Un laconico avviso su LinkedIn che alla maggior parte degli utenti sarà passato inosservato, ma che testimonia l’ennesimo tentativo delle piattaforme social di “mettere a valore” i contenuti creati dagli utenti per addestrare i loro modelli di AI.
Il caso più recente è quello di Microsoft (proprietaria di LinkedIn) che ha deciso di usare i dati degli utenti del social network per addestrare il suo Large Language Model. Impedirlo è possibile, ma come accade (troppo) spesso, bisogna farlo entro un termine preciso (la data da cerchiare in rosso è il 3 novembre) e il consenso all’utilizzo viene impostato come opzione predefinita.
“Il caso di LinkedIn è solo l’ultimo di una serie che ha coinvolto anche Meta e X. Le piattaforme social, in pratica, stanno cercando di Il caso di LinkedIn è solo l’ultimo di una serie che ha coinvolto anche Meta e X. Le piattaforme social, in pratica, stanno cercando di sfruttare i contenuti raccolti in 20 anni di attività per estrarne valore usandoli per addestrare i loro algoritmi” spiega Jacopo Franchi, social media manager di Cariplo Factory. “Il fenomeno è in crescita e rappresenta un problema rilevante a livello di privacy”.

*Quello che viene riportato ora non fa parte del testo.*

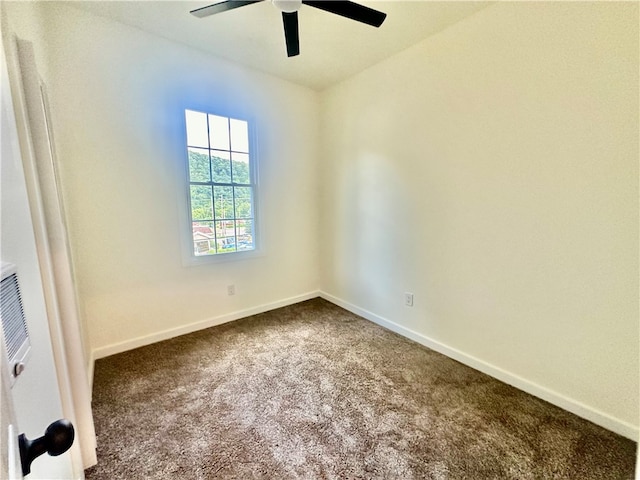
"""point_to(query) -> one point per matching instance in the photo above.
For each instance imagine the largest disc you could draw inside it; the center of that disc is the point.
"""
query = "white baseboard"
(120, 347)
(589, 413)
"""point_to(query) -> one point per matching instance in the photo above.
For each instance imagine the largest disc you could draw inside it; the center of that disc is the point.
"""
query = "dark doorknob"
(56, 440)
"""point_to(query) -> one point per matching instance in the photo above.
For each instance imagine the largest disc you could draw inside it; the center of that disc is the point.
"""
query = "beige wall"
(492, 170)
(118, 97)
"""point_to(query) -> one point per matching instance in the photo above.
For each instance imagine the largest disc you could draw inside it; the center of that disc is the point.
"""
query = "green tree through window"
(221, 184)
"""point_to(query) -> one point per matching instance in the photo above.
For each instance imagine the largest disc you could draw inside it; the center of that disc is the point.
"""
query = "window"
(221, 184)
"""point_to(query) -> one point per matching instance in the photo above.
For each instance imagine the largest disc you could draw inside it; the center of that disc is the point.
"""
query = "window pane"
(241, 168)
(221, 166)
(196, 129)
(223, 200)
(219, 132)
(199, 165)
(244, 234)
(243, 202)
(239, 135)
(201, 203)
(203, 238)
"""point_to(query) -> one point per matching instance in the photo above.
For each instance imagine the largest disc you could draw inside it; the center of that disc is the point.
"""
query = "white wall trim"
(120, 347)
(571, 405)
(90, 370)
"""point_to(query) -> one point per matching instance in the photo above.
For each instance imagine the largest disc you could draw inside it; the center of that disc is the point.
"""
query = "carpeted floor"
(312, 391)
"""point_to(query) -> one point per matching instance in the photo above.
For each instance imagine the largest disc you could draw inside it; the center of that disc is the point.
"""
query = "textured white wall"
(492, 170)
(35, 395)
(117, 99)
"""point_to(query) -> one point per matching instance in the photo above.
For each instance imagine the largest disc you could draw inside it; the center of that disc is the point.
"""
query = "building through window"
(221, 184)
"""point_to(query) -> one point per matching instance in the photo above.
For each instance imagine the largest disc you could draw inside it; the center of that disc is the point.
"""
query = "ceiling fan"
(289, 9)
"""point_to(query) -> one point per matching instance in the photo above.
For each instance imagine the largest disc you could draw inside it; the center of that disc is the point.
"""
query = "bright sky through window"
(221, 185)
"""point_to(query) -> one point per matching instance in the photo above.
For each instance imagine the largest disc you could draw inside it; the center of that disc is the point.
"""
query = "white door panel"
(35, 395)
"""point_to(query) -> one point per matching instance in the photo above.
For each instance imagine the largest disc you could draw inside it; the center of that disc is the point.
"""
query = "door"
(34, 400)
(10, 455)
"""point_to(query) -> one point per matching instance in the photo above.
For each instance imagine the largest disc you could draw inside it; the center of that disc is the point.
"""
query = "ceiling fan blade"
(291, 36)
(221, 7)
(351, 10)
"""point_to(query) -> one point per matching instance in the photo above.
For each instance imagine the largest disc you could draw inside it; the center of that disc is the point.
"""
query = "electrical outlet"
(408, 299)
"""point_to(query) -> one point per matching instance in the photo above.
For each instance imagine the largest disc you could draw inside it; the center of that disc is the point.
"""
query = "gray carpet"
(312, 391)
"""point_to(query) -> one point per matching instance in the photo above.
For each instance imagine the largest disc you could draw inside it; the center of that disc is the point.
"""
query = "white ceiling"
(332, 48)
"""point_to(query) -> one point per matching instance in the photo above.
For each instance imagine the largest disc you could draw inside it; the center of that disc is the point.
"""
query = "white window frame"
(189, 258)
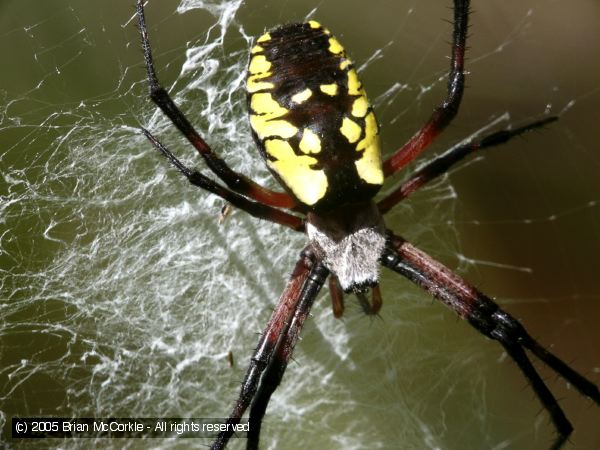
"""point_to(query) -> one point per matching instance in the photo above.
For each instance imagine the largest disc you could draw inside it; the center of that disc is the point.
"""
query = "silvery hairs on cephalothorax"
(354, 258)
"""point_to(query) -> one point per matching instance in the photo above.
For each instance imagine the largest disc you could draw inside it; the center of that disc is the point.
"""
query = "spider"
(318, 135)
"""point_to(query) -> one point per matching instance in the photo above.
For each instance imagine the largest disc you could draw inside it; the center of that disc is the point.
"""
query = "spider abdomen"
(311, 119)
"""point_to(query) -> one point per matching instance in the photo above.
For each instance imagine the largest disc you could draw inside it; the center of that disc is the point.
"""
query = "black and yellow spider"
(319, 137)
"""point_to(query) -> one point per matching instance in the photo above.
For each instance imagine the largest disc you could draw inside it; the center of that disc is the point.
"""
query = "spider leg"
(442, 163)
(253, 208)
(446, 111)
(337, 296)
(275, 345)
(274, 372)
(487, 317)
(234, 180)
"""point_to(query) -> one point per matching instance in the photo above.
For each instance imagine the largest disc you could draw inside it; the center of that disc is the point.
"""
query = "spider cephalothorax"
(315, 129)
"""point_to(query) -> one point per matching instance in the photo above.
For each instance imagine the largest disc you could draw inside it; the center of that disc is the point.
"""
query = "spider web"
(122, 294)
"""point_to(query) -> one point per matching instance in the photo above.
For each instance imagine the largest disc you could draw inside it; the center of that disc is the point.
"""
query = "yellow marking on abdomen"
(369, 165)
(264, 103)
(264, 38)
(265, 109)
(354, 85)
(329, 89)
(351, 130)
(302, 96)
(345, 63)
(334, 46)
(310, 142)
(308, 185)
(254, 84)
(265, 127)
(360, 106)
(259, 64)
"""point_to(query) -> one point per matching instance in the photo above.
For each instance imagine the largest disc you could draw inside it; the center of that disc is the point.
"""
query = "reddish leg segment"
(255, 209)
(277, 341)
(442, 163)
(444, 113)
(234, 180)
(487, 317)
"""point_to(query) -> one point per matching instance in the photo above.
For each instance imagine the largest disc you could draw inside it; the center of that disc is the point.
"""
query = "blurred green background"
(122, 295)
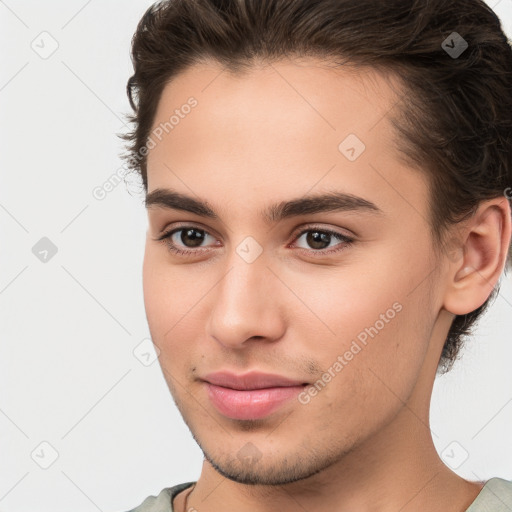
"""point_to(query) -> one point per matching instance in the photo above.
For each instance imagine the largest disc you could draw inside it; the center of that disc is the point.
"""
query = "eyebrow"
(327, 202)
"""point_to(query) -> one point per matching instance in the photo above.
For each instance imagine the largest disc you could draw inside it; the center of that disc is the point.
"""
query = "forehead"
(279, 126)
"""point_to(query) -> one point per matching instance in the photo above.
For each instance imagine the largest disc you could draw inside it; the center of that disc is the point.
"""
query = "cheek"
(375, 323)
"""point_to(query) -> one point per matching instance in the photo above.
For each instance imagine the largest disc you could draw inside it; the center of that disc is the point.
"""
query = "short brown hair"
(454, 120)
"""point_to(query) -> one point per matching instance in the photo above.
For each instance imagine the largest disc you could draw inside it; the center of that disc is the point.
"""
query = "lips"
(250, 396)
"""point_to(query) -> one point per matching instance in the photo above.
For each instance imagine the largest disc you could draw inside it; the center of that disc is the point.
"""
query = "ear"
(485, 242)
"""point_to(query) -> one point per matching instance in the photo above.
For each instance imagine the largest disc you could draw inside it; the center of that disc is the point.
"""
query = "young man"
(327, 187)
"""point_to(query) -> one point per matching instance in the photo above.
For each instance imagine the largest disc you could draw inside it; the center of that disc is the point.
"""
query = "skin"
(363, 442)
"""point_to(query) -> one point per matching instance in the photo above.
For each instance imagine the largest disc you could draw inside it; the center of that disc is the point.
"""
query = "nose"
(246, 304)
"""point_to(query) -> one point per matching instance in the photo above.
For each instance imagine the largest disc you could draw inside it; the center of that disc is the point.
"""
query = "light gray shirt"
(495, 496)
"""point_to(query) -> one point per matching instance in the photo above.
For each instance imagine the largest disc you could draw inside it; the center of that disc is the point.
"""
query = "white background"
(69, 327)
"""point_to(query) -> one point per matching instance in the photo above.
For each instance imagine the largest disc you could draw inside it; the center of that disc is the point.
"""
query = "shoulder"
(162, 502)
(495, 496)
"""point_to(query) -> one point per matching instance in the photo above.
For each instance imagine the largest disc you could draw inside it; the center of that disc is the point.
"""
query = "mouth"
(250, 396)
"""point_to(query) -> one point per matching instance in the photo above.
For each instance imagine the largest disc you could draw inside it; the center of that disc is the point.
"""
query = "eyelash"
(347, 241)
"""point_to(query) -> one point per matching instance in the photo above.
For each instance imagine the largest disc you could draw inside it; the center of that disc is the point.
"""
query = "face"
(335, 295)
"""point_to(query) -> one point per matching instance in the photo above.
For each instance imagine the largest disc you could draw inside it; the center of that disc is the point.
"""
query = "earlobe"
(486, 239)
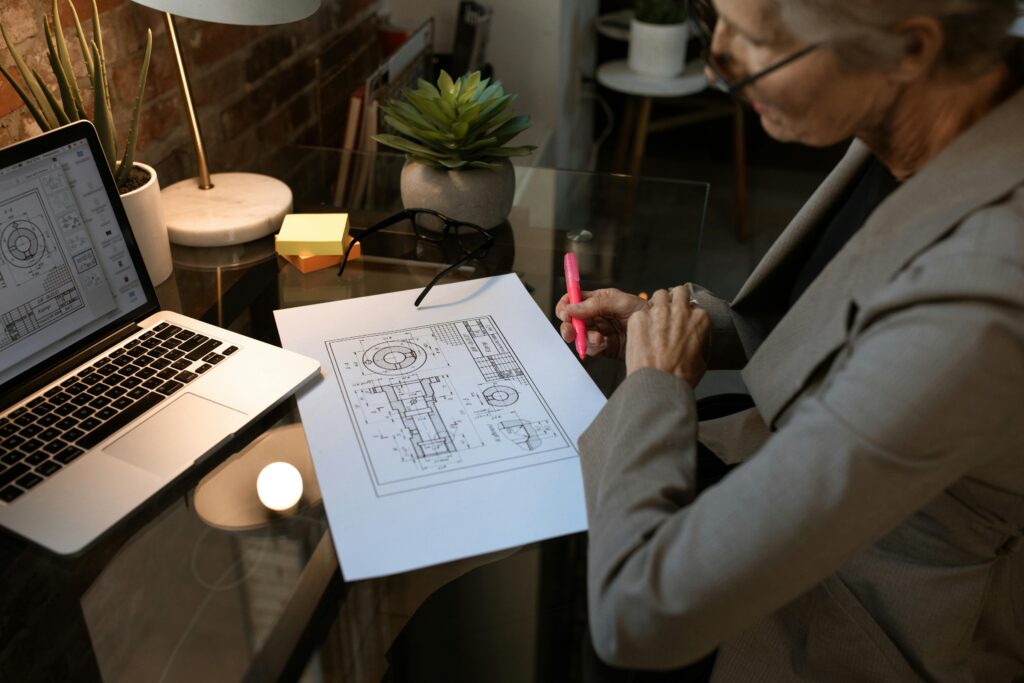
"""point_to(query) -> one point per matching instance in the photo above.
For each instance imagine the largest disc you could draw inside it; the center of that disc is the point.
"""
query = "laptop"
(104, 398)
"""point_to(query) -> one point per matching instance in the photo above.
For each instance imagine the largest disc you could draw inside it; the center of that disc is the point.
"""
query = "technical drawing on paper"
(442, 402)
(33, 263)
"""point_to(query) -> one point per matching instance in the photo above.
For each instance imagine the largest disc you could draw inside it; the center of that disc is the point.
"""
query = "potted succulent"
(137, 182)
(657, 38)
(454, 135)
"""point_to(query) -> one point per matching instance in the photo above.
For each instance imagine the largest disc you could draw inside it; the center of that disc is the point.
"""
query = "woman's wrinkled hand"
(669, 335)
(605, 313)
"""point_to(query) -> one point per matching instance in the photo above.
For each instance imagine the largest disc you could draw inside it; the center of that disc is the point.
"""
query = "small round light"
(279, 486)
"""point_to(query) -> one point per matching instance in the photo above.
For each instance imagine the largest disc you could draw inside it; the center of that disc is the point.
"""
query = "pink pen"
(572, 286)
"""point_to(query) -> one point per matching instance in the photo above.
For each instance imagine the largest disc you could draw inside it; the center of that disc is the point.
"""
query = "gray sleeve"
(929, 392)
(724, 348)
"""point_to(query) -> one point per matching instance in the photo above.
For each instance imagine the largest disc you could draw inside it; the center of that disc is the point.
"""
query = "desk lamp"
(223, 208)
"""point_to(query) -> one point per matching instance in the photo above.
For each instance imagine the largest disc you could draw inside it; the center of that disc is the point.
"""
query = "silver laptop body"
(103, 398)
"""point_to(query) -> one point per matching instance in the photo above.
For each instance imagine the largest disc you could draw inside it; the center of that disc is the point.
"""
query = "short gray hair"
(859, 31)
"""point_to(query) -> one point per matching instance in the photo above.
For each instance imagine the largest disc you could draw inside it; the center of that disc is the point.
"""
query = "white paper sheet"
(441, 432)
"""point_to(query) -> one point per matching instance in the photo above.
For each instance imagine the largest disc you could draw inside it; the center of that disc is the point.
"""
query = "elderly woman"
(873, 528)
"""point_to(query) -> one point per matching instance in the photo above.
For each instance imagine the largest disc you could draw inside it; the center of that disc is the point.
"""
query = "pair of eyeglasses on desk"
(433, 226)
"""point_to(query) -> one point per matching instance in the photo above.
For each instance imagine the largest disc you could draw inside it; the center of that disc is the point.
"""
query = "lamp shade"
(243, 12)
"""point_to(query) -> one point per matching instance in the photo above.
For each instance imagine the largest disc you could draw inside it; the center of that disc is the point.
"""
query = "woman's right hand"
(605, 313)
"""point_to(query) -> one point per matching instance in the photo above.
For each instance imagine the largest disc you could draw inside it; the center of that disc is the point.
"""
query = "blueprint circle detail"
(501, 395)
(394, 357)
(23, 244)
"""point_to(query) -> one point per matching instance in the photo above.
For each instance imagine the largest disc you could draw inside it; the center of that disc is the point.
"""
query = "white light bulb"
(279, 486)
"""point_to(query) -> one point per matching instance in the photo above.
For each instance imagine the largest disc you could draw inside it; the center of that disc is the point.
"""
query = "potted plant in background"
(137, 182)
(657, 38)
(453, 136)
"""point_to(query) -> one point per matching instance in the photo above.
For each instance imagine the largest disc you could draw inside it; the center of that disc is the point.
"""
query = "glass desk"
(181, 591)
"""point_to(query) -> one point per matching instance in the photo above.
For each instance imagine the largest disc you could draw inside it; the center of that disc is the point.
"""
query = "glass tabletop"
(190, 588)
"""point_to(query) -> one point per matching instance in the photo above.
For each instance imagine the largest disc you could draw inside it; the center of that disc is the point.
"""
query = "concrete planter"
(475, 196)
(145, 213)
(657, 50)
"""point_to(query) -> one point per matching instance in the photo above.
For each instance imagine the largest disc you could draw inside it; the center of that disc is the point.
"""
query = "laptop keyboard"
(41, 437)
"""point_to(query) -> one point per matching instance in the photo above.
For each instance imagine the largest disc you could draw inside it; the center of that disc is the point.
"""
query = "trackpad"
(173, 438)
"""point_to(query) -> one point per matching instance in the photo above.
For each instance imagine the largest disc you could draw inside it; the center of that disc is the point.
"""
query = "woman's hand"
(605, 312)
(669, 335)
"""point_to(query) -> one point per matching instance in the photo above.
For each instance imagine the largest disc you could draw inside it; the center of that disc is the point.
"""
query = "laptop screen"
(67, 270)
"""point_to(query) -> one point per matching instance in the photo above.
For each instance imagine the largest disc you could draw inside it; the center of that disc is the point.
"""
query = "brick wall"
(254, 87)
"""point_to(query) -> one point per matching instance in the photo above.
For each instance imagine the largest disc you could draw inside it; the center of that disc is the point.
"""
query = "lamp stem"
(204, 171)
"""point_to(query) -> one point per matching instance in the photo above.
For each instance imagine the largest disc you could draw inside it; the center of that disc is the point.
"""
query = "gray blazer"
(873, 531)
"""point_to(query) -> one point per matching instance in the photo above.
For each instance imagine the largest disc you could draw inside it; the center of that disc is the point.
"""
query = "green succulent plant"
(659, 11)
(457, 124)
(49, 112)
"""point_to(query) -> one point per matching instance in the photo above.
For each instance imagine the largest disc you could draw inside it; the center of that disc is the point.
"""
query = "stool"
(640, 93)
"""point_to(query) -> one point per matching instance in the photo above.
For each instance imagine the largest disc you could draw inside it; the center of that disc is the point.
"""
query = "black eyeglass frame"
(705, 37)
(435, 237)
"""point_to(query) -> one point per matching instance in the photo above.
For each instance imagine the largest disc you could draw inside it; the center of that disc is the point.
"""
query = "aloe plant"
(51, 112)
(659, 11)
(458, 124)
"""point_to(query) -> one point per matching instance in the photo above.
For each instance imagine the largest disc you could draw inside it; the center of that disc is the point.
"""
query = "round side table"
(637, 124)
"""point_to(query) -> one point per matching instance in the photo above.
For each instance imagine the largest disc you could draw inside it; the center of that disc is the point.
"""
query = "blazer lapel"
(980, 166)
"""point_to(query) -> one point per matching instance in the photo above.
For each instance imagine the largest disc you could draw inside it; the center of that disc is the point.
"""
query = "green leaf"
(86, 54)
(128, 161)
(30, 102)
(67, 66)
(101, 114)
(51, 100)
(32, 86)
(70, 110)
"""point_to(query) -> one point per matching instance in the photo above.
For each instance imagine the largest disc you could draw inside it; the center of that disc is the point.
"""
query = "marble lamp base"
(240, 207)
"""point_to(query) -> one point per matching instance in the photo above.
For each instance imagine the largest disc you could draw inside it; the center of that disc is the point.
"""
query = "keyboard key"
(185, 377)
(47, 468)
(74, 434)
(29, 480)
(49, 434)
(169, 387)
(11, 473)
(121, 403)
(54, 446)
(31, 445)
(60, 398)
(81, 399)
(69, 454)
(122, 419)
(8, 494)
(11, 457)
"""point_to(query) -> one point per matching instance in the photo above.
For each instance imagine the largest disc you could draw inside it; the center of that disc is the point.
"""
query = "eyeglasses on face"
(702, 19)
(432, 226)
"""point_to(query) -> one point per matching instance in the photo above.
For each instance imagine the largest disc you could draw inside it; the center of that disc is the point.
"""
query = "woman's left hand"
(669, 335)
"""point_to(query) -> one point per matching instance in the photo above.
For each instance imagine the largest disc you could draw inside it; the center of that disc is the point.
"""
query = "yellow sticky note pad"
(312, 235)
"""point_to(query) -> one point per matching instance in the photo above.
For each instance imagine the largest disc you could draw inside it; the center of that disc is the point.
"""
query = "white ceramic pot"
(657, 50)
(145, 213)
(477, 196)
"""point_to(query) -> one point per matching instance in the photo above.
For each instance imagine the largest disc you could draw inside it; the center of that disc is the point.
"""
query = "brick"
(209, 43)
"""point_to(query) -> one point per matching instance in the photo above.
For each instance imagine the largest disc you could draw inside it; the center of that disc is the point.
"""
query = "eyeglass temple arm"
(471, 255)
(390, 220)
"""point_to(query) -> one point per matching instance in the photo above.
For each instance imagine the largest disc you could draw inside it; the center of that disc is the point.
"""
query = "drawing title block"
(312, 235)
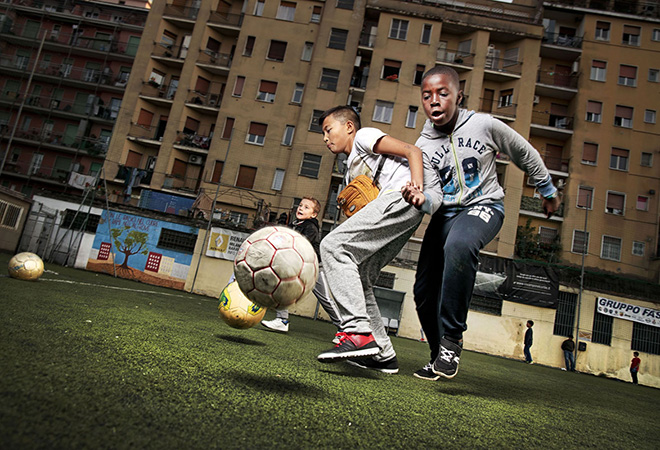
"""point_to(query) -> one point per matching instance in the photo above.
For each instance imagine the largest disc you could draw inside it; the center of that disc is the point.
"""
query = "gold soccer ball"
(276, 266)
(237, 310)
(26, 266)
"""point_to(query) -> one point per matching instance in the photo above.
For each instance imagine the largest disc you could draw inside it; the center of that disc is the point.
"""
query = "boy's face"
(338, 137)
(305, 210)
(440, 98)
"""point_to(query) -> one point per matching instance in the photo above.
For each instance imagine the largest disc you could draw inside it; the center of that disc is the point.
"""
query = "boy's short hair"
(316, 203)
(443, 70)
(343, 114)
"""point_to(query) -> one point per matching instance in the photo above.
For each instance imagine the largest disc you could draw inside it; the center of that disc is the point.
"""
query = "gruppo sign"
(627, 311)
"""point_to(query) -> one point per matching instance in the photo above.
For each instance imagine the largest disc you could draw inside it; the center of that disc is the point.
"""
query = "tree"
(135, 242)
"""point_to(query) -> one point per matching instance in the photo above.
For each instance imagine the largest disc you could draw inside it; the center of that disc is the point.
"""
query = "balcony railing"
(556, 79)
(562, 40)
(548, 119)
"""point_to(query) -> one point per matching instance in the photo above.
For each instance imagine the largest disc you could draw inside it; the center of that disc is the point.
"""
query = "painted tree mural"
(135, 242)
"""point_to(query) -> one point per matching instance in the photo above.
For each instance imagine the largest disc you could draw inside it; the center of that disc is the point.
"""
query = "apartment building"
(226, 97)
(65, 65)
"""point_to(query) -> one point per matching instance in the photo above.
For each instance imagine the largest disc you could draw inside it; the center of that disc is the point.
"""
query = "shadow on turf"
(239, 340)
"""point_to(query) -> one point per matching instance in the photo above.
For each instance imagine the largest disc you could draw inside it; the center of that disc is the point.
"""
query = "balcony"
(550, 125)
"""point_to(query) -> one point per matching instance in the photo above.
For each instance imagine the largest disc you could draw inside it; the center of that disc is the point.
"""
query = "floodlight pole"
(584, 252)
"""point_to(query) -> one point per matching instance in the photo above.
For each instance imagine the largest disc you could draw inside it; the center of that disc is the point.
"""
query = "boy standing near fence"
(355, 252)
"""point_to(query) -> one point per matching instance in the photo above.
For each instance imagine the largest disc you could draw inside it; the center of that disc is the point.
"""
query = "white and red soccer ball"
(276, 266)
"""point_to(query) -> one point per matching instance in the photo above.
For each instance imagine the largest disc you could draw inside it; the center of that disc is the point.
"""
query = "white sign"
(627, 311)
(224, 243)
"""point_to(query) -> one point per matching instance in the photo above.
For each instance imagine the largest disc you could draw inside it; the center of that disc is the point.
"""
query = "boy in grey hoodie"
(462, 146)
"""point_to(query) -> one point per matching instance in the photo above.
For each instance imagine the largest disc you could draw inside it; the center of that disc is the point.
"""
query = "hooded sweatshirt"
(465, 160)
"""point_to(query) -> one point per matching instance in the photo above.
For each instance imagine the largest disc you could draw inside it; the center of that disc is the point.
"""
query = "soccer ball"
(276, 267)
(237, 310)
(26, 266)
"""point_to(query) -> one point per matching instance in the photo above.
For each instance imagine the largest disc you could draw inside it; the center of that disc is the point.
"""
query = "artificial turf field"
(91, 361)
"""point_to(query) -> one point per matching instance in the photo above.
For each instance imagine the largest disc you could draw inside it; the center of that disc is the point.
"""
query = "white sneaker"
(279, 325)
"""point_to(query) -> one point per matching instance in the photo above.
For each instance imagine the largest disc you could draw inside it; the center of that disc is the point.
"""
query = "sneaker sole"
(435, 378)
(332, 357)
(390, 371)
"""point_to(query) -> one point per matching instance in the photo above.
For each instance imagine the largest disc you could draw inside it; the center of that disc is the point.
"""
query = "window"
(411, 117)
(645, 338)
(601, 332)
(623, 116)
(589, 153)
(278, 179)
(308, 48)
(654, 75)
(426, 33)
(297, 93)
(310, 166)
(647, 159)
(287, 139)
(585, 197)
(627, 75)
(246, 176)
(329, 79)
(399, 29)
(383, 111)
(229, 127)
(79, 221)
(611, 248)
(276, 51)
(598, 70)
(391, 69)
(631, 35)
(547, 235)
(655, 35)
(565, 315)
(286, 11)
(602, 31)
(506, 98)
(649, 116)
(638, 248)
(10, 215)
(419, 73)
(580, 242)
(177, 240)
(217, 171)
(314, 124)
(594, 111)
(642, 203)
(316, 15)
(267, 91)
(238, 86)
(256, 133)
(619, 159)
(249, 46)
(338, 39)
(345, 4)
(615, 203)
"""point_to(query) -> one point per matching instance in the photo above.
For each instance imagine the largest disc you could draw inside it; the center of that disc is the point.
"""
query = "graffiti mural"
(140, 248)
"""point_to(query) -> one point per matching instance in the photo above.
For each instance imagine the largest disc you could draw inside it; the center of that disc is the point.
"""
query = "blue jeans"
(569, 359)
(447, 269)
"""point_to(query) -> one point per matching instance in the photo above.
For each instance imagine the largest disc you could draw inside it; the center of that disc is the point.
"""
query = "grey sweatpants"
(353, 255)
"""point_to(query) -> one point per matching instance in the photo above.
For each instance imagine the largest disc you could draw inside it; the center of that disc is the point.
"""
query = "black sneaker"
(388, 366)
(351, 345)
(426, 373)
(446, 364)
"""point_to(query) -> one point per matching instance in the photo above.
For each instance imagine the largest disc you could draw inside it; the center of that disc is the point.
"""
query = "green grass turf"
(90, 361)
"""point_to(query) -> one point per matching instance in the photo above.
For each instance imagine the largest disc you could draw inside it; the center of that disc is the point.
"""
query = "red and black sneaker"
(351, 345)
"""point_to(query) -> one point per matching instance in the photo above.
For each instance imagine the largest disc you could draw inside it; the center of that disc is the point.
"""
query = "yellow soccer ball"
(237, 310)
(26, 266)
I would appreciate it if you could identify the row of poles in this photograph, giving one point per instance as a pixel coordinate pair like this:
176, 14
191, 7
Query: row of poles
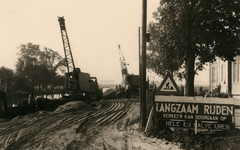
142, 65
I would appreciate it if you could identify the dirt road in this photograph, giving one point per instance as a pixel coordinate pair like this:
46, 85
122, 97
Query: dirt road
113, 126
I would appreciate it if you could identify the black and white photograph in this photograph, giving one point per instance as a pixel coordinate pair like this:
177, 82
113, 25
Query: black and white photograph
120, 75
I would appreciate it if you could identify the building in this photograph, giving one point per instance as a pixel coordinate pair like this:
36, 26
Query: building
219, 75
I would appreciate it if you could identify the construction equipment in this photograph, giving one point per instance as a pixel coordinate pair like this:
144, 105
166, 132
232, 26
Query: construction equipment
130, 82
77, 83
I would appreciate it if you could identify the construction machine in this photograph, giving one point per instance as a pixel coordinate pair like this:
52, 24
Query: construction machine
77, 83
130, 82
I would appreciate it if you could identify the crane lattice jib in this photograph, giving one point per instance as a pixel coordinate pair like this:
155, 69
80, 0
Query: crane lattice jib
66, 46
72, 75
122, 61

Il “nuovo petrolio” che ingolosisce le big tech
Sono passati quasi 20 anni da quando il matematico Clive Humby ha coniato la celeberrima frase “data is the new oil”. Solo con l’avvento dell’intelligenza artificiale generativa, però, la sua profezia può dirsi realmente confermata.
La fame di dati che caratterizza il settore della Gen AI sta portando a una corsa forsennata al rastrellamento di contenuti online. E se il world wide web è già stato ampiamente saccheggiato da tutte le aziende che sviluppano LLM, è ora il turno dei social network.
Qui, però, emergono nuove criticità. Per utilizzare i dati degli iscritti per sviluppare sistemi di AI, infatti, è necessario modificare i termini di utilizzo delle piattaforme e chiedere un espresso consenso agli utenti. Tutte le piattaforme, però, sembrano aver scelto la stessa scorciatoia.
“La base giuridica su cui fanno leva le piattaforme è quella del cosiddetto legittimo interesse che consente di non richiedere il consenso esplicito degli utenti, ferma la possibilità di opporsi” spiega Giovanna Fragalà, Professionista esperta in Data Protection e AI nonché Legal Expert in new technologies presso l’European Data Protection Board. “Le piattaforme social, in pratica, sostengono che hanno il diritto di usare i dati che hanno raccolto in dieci o vent’anni di attività per migliorare i loro servizi”.
Peccato che quel “miglioramento dei servizi” non riguardi in alcun modo le persone che contribuiscono, indirettamente, all’evoluzione degli LLM. Sostenere che un qualsiasi iscritto a Facebook o a Instagram possa godere di un vantaggio per il fatto che i suoi contenuti permettano a Meta di sviluppare strumenti di AI più efficaci, infatti, è un’evidente forzatura.
La giustificazione di facciata dei “dati pubblici”
Per non incappare in accuse di violazione della privacy, le piattaforme solitamente limitano l’uso dei dati ai post pubblici. “L’idea è che, siccome quei contenuti sono accessibili a chiunque, sia legittimo utilizzarli per addestrare un LLM” spiega Fragalà. “In realtà chi ha pubblicato contenuti 5 o 10 anni fa non aveva la minima idea che qualcuno avrebbe potuto usarli per questa finalità, sicuramente nuova e ulteriore e che come tale va valutata in ottica di valida base giuridica, specie se si tratta del legittimo interesse che richiede un assessment tripartito (LIA)”.